= Ken Burnstine =

Kenneth G. Burnstine (died 16 June 1976) was an American drug smuggler and pilot who was described by the Associated Press in 1981 as "one of America's most daring drug smugglers". At the time of his death in an aircraft accident, Burnstine was cooperating with federal prosecutors having been sentenced to seven years in prison for conspiracy to create a $500m drug trafficking ring based in Fort Lauderdale, Florida. The North American P-51 Mustang in which Burnstine crashed while approaching Mojave Airport was the aircraft with which he had won the 1974 Reno Air Races.

==Career==
After graduating from Northwestern University, Burnstine enlisted in the US Marines in July 1954. He served in Korea in 1955 before being sent to Marine Aircraft Group 11 in Atsugi, Japan, where he was given counterintelligence credentials. In March 1956 Burnstine was told to report to a Navy flight school in Pensacola, Florida, but was ultimately discharged into the Navy reserves, and went on to obtain pilot credentials at a private flight school in Alabama. Burnstine later moved to Fort Lauderdale, Florida, where he set up Florida Air International, which was involved drugs and arms smuggling. In the 1960s Burnstine financed the construction of the "landmark" KenAnn Building in Wilton Manors, Florida, named for himself and his first wife Ann; an 8-storey circular building, it was inspired by The Jetsons.

In January 1974 a pet lioness of Burnstine's escaped his property in Fort Lauderdale and attacked a child. Also in 1974, Burnstine won the Reno Air Races in a North American P-51 Mustang.

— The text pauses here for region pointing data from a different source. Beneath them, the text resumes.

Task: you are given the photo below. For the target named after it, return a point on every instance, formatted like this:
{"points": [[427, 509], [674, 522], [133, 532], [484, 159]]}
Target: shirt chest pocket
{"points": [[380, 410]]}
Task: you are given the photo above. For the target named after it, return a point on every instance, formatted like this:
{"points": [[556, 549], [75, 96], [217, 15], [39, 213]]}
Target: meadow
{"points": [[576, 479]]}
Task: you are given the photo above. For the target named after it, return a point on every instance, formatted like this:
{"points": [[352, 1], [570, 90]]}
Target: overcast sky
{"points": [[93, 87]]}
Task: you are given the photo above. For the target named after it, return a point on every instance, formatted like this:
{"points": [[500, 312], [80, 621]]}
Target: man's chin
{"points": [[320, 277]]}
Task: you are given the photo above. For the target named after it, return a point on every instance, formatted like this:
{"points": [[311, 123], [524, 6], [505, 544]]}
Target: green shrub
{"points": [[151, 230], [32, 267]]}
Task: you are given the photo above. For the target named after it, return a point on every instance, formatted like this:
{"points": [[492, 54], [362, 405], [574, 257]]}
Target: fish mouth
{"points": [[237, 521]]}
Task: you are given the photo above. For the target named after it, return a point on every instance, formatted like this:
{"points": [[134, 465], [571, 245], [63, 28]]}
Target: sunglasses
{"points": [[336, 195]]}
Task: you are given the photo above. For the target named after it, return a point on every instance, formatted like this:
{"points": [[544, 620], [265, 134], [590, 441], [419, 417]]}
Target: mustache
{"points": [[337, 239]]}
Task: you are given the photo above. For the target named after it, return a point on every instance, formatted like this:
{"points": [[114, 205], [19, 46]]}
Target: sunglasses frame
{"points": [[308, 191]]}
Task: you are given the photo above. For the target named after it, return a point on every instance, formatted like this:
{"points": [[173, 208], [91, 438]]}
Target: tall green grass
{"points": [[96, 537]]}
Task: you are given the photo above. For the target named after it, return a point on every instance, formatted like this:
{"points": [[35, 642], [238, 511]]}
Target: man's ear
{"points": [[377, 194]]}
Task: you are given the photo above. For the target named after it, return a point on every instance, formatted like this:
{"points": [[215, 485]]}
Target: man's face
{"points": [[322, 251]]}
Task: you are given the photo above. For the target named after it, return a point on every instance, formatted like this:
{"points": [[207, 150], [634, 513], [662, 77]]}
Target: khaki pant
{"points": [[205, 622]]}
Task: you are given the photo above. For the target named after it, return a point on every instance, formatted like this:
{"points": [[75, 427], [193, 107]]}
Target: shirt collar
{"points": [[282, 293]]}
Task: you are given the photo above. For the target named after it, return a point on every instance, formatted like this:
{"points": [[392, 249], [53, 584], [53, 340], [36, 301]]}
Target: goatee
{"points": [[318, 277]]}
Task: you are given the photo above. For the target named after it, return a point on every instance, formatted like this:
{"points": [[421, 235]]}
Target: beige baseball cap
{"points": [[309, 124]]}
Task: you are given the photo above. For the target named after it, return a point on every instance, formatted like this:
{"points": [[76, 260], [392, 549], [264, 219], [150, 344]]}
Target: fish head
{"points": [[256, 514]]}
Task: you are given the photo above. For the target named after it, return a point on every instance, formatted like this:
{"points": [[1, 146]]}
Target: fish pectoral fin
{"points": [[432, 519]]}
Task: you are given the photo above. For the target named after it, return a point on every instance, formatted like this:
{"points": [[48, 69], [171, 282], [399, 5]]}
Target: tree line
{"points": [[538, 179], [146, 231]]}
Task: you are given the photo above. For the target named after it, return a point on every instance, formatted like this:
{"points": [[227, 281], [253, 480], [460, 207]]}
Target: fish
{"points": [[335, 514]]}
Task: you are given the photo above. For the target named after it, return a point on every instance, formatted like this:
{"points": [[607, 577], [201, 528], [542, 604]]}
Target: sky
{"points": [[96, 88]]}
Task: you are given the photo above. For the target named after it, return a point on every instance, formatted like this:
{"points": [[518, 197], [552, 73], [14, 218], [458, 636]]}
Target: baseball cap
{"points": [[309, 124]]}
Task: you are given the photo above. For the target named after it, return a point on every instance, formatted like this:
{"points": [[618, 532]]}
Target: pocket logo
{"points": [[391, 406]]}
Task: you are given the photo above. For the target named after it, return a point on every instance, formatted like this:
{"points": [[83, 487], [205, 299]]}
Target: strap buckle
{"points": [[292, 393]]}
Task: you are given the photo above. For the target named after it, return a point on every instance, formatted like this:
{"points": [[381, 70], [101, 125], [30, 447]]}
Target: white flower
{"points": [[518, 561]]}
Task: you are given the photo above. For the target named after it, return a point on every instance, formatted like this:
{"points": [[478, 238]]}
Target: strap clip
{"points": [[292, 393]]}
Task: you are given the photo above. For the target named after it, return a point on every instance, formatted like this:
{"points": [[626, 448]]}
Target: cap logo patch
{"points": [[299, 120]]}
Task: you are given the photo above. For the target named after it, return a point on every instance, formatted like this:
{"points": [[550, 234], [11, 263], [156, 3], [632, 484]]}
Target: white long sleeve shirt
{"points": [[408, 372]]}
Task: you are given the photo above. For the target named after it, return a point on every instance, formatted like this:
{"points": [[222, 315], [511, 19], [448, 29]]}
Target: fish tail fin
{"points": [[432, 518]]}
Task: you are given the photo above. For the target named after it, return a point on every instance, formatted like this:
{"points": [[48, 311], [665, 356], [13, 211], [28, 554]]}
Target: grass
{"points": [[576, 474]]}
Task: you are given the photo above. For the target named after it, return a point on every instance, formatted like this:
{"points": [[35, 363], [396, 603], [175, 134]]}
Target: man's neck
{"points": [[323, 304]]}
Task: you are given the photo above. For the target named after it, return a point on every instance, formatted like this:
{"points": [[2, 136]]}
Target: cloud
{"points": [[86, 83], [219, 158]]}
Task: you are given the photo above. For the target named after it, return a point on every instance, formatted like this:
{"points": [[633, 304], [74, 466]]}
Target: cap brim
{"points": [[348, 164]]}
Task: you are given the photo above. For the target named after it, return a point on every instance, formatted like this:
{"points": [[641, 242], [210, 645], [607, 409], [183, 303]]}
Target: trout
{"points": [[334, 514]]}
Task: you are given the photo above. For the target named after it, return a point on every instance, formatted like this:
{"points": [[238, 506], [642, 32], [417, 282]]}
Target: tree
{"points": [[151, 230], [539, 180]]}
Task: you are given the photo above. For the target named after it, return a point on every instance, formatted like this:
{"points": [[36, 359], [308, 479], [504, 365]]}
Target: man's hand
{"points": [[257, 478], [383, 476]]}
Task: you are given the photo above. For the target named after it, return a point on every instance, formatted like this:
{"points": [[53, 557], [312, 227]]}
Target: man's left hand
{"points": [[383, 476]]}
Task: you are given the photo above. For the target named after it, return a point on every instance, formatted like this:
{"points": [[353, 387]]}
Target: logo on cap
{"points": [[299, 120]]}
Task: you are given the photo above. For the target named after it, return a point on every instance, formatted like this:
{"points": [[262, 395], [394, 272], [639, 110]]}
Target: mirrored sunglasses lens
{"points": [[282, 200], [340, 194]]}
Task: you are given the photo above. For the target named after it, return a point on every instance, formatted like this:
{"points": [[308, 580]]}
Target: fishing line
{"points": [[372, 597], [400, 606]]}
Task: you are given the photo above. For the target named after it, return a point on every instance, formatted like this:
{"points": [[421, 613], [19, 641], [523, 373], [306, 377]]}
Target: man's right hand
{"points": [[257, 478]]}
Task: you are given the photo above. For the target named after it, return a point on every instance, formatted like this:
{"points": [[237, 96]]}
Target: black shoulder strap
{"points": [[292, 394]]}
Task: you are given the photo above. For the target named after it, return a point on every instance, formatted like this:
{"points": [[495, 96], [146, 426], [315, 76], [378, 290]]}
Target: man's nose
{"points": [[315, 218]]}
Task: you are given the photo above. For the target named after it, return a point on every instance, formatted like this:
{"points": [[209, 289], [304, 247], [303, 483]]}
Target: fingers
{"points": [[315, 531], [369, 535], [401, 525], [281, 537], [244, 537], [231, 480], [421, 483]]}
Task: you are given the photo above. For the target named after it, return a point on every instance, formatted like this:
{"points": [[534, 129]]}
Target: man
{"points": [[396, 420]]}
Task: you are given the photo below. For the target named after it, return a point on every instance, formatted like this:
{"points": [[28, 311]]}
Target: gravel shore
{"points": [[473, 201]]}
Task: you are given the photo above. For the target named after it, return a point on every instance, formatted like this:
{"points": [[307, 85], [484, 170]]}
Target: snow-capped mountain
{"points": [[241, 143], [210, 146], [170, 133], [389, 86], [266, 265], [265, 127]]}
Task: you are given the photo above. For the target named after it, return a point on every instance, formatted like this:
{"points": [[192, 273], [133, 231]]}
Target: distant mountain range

In December 1974 Burnstine was arrested and charged with drug smuggling, with federal agents noting that three Lockheed Model 18 Lodestar aircraft that crashed with drugs on board in Florida in 1974 had been traced to Burnstine's leasing company. His P-51 crashed before he was indicted in February 1975, and became an informant in several drug cases, including one involving Mitchell WerBell III.